Vsec Cluster in Azure ?? anyone know how to?
I need to know is someone can help me or lead me in order to setup a HA cluster of checkpoint Vsec on Azure.
Following sk110194 doesn't mention nothing about the proper way to configure the cluster HA, just we need to work with Active directory and API. but , to be honest, i never worked before with active directory on azure and no API knowledge.
So , if someone can lead me some tip about how to deploy it? we already have all running but, to failover, have to be done manually changing the route tables to point the new active memeber.
Thanks for any help
For HA to work correctly in Azure, we must make calls to the Azure API.
The API calls allow us to monitor state and fail over the relevant routes when needed.
In order to call the API, you need credentials.
Those credentials need to be created and configured on the instances, as described in the SK.

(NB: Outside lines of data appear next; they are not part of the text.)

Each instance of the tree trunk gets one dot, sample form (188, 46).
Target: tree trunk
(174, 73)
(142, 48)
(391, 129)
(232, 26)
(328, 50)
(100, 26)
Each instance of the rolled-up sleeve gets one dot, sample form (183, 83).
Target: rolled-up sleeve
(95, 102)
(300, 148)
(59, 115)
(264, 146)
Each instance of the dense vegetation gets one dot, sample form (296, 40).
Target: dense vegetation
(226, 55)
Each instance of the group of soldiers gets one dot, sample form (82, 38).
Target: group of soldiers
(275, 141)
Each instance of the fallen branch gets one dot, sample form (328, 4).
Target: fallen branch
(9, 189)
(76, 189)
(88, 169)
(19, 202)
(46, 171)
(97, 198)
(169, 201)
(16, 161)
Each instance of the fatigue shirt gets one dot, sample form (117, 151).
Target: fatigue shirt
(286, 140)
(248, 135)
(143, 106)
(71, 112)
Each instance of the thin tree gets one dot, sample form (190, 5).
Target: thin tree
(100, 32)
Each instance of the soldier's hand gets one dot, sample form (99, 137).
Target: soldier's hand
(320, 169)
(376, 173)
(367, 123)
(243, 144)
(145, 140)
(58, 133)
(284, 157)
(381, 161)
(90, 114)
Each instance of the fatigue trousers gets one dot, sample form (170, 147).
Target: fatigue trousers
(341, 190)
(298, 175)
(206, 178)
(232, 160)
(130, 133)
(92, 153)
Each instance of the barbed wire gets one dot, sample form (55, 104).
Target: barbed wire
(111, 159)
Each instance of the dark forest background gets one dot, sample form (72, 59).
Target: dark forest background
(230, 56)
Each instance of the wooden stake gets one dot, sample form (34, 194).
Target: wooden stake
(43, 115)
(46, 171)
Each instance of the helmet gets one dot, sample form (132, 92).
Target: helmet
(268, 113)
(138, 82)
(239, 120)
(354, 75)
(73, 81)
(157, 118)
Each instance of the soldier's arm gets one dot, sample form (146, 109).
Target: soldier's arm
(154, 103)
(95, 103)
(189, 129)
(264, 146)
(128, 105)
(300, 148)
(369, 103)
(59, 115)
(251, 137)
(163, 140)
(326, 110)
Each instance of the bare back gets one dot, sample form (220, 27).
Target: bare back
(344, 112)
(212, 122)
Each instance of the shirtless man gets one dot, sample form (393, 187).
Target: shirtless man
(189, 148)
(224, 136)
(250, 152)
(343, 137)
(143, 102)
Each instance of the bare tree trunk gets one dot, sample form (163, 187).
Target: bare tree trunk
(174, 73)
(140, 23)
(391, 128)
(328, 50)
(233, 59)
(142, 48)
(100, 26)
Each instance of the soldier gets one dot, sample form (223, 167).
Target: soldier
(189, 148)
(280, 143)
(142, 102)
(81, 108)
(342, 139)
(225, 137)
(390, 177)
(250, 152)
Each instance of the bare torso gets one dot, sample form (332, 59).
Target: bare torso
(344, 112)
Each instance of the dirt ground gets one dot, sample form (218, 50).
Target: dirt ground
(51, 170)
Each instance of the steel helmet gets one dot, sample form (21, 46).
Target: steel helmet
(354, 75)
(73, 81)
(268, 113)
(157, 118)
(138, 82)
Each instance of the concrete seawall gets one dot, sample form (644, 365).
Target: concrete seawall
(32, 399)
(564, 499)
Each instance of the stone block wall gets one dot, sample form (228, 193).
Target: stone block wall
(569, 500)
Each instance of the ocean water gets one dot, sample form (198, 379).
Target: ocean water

My name is Dmitry and I'm from Check Point R&D.
It is possible to deploy a check point vSEC high availability cluster in MS Azure. The deployment and configuration process is described in sk110194 that you're referring to.
- After deploying the vSEC Cluster from the Azure marketplace you should follow the steps in the article to create a service account and assign it to the cluster's resource group. No API knowledge is required in order to do that - this can be done via the azure portal.
- It is then required to configure the high availability daemon on each cluster member (see the section "Deployment using a Solution Template" that covers the creation of a service account and the configuration of the HA daemon).
- On failover, the HA daemon will make all the API calls automatically and reassign all routing tables accordingly.
- Note that the cluster must be properly configured in SmartDashboard / SmartConsole and policy must be installed (see section "SmartDashboard Configuration" for instructions).
If you have specific comments on the SK please feel free share them with me. If you are having trouble configuring the cluster you may open a support ticket or contact your local SE.
Thanks for your detailed answer Dmitry,
Actually, we already have working the cluster in Azure following the sk110194 and this video which is really helpful: Checkpoint vSEC cluster Deployment in azure - YouTube
But now, we are stock because everything is ok for the incoming traffic, but outgoing, traffic generated from the lan of the checkpoint in azure doesn't work.....
Off the top of my head, I would troubleshoot each hop.
From host behind the vSEC Gateway, try to ping the vSEC Gateway.
Use tcpdump on the vSEC gateway to confirm traffic is being received on the expected interface.
If not you will need to review the User Defined Routes to ensure they are configured correctly.
i have followed sk110194 and applied the routing tables as explained in the article.
When i NAT behind the clustermember-frontend IP, outgoing internet access is fine. When I NAT behind the cluster virtual front-end IP, we have no internet access.
From fwmonitor we see that traffic is correctly being NAT-ted behind the cluster IP but we see no return traffic. Is there any further configuration we need to do in Azure routing tables for this to work?
we had the same issue. To get outgoing azure traffic hide NATed by the cluster IP address, it should leave the gateway as hide NATed to its _private_ interface address, and Azure will translate the src address to the cluster IP.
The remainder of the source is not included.